This novel, non-stimulant and non-systemic treatment has been shown
in clinical studies to be effective, safe and well-tolerated.
In clinical studies, PLENITY demonstrated a unique combination
of effectiveness combined with a highly favourable safety and
tolerability profile. Data from the PLENITY pivotal study, Gelesis
Loss Of Weight (GLOW), were published recently in the scientific
journal Obesity and that paper was selected as an Editor's Choice
manuscript. Pivotal data from the GLOW study were also presented in
three posters, one receiving a special recognition award, and an
oral presentation at the Obesity Society Annual Meeting 2018.
"Given the complexity of the disease of obesity and the need for
expanded treatment options, the Obesity Action Coalition is
encouraged to see continued innovation in safe and effective
chronic weight management options. We welcome PLENITY's addition as
a treatment option for people affected by obesity," said Joe
Nadglowski, president and chief executive officer of the Obesity
Action Coalition.
"More than 150 million Americans struggle with excess or
unhealthy weight. Unfortunately, the majority of individuals with
weight issues have important weight-related medical problems. There
is no doubt that making a significant impact on this issue should
be America's number one public health priority. The scientific data
supporting PLENITY's positive effects on weight make it a powerful
tool to help with weight management. The most compelling aspects of
this approach are its effectiveness, novel mechanism of action and
impressive safety data. This approach creates another arm in the
treatment algorithm of weight management and could be used by an
overwhelming majority of people struggling with weight issues,"
said Ken Fujioka, M.D., a weight loss expert, endocrinology
researcher at Scripps Clinic and scientific advisor to Gelesis.
Gelesis plans to initiate a targeted U.S. launch of PLENITY in
the second half of 2019 and anticipates PLENITY will be broadly
available by prescription in the U.S. in 2020.
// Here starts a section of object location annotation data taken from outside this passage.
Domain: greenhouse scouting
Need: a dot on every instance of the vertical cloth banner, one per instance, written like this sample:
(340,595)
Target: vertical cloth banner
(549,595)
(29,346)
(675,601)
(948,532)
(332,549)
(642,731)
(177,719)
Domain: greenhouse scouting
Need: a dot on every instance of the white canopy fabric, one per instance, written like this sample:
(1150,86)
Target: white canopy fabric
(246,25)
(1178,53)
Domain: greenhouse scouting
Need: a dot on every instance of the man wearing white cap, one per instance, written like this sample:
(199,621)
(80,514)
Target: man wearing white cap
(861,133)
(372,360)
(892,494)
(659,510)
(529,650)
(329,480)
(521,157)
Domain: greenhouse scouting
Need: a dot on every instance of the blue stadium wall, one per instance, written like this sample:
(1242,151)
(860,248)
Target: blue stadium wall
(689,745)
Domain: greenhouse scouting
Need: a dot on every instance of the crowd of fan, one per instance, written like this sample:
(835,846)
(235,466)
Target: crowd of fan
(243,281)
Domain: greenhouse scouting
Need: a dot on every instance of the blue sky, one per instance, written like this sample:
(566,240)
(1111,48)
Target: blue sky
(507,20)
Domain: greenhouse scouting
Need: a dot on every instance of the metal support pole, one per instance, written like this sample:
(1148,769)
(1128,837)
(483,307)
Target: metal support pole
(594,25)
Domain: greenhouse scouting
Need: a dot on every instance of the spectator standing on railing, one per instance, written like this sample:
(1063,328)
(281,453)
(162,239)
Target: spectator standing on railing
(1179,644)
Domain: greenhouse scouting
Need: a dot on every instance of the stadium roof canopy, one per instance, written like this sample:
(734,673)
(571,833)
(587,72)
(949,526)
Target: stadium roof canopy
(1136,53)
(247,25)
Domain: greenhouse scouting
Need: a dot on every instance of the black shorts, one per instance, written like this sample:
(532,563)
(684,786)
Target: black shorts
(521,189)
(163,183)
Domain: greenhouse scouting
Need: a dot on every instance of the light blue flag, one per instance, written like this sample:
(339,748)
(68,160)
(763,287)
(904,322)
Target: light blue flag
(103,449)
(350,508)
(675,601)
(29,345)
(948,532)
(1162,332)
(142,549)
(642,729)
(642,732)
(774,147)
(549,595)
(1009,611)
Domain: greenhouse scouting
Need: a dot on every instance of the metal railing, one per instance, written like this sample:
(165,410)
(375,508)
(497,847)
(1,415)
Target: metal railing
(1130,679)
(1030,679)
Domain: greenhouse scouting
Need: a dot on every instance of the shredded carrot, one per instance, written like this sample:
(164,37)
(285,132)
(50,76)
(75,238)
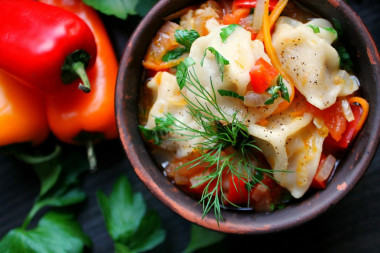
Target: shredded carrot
(273,57)
(365,106)
(273,17)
Clinical studies of PLENITY
PLENITY and its prototypes have been studied across five
clinical studies throughout the United States, Canada, and Europe.
PLENITY, along with diet and exercise, helps to induce weight loss
through increased satiety and reduced hunger, leading to a
reduction in caloric intake. Throughout its clinical programme,
PLENITY has demonstrated a consistently strong safety and efficacy
profile.
PLENITY was recently evaluated in a multicentre, double-blind,
placebo-controlled pivotal study designed to assess change in body
weight in 436 adults with overweight or obesity (BMI >= 27 and
<= 40 kg/m(2) ) after six months of treatment. The study had two
predefined co-primary endpoints: at least 35% of patients taking
PLENITY achieving >= 5% weight loss (categorical endpoint) and
placebo-adjusted weight loss with a super-superiority margin of 3%.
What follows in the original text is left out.